The narrative that we must choose between SEO or AI search can be misleading. I see them as parallel paths of discovery that need to be mastered together.
People like certainty and often look to focus resources on either a tried-and-true channel or explore a new one. Yet, I’ve realized overindexing in AI while ignoring classic SEO forfeits current market share, and hesitating gives competitors a head start.
The assumption that AI growth reduces Google usage is flawed. While Google’s share fell to 89.62%, ChatGPT’s user base is soaring. Yet, from where I stand, consumers aren’t leaving Google – they are just using more platforms.
From my perspective, ChatGPT adoption has led to increased usage of Google, with sessions rising from 10.5 to 12.6 sessions per week. AI complements traditional search, enhancing the scope of our discovery process.
This expansion in search activity presents a ripe opportunity for ecommerce. Remarkably, 43% of ecommerce traffic comes from Google’s organic search, and organic traffic supports 23.6% of all ecommerce sales. Meanwhile, shopping inquiries in ChatGPT grew from 7.8% to 9.8% in the first half of the year.
The total addressable market for search visibility has multiplied, with searches now distributed across various channels. I ask myself how brands can capture this holistic search opportunity.
Tracking is essential. Implementing comprehensive tracking allows me to see the full picture of our search performance. This often requires managing traditional search statistics separately from AI results, yet the integration of tools like Semrush Enterprise AIO has been invaluable for tracking visibility across different platforms.
On the content side, key SEO principles support AI search performance, but the structure might need tweaks for optimal topical coverage. I always ask if my content answers users’ actual questions effectively. Covering vital questions upfront boosts relevance and the potential for AI citation.
Giving content full context is another principle I adhere to. AI models view topics as connected ideas. Writing about sustainable products means also discussing eco-friendly materials and related subtopics, but without resorting to keyword stuffing.
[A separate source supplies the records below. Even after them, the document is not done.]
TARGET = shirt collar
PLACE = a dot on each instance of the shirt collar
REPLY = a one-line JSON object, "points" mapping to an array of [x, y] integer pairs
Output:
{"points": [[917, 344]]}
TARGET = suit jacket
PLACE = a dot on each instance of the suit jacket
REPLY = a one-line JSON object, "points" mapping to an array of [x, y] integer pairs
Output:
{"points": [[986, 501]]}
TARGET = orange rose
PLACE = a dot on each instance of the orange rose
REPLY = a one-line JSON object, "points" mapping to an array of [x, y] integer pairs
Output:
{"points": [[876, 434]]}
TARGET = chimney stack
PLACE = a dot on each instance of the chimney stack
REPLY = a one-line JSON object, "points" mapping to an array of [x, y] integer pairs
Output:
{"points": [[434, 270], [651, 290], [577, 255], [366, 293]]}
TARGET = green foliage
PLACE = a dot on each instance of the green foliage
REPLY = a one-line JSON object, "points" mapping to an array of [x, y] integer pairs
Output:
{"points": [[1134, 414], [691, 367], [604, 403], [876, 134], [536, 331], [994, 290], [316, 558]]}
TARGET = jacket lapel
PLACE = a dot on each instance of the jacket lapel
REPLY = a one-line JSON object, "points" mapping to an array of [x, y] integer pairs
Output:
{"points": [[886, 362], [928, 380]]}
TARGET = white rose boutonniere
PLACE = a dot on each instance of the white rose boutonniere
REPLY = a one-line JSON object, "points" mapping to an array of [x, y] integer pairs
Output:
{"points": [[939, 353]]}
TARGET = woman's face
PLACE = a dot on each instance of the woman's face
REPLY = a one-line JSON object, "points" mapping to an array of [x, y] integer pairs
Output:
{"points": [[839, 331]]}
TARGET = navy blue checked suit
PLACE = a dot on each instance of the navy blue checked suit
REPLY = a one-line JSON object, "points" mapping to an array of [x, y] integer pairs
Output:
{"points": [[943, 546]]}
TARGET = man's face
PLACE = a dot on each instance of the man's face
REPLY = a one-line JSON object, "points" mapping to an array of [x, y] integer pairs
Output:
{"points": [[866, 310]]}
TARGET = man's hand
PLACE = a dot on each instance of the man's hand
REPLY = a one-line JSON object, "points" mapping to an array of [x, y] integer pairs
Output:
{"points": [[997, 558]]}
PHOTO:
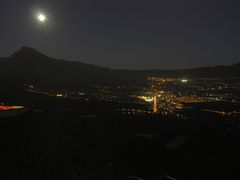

Ensuring my content is accessible to both AI and humans means prioritizing readability, clarity, and logical structure. It means everything from heading hierarchy to scannable formatting must be on point.
Platforms like Semrush Enterprise AIO help by offering dual-channel optimization capabilities that I find reduce guesswork and provide guidance for maximizing search performance.
Profit is the ultimate focus, and I’ve found that AI search visitors are 4.4 times as valuable in terms of conversion. Coupling this with search engines’ role in brand discovery shows the importance of optimizing across both avenues.
To me, the outdated choice between SEO and AI is a misunderstanding of modern search discovery. Customers aren’t choosing – they use both Google and ChatGPT, often simultaneously.
By embracing this dual-channel approach, brands are poised to dominate the search landscape, ensuring they are present wherever customers begin their search journey.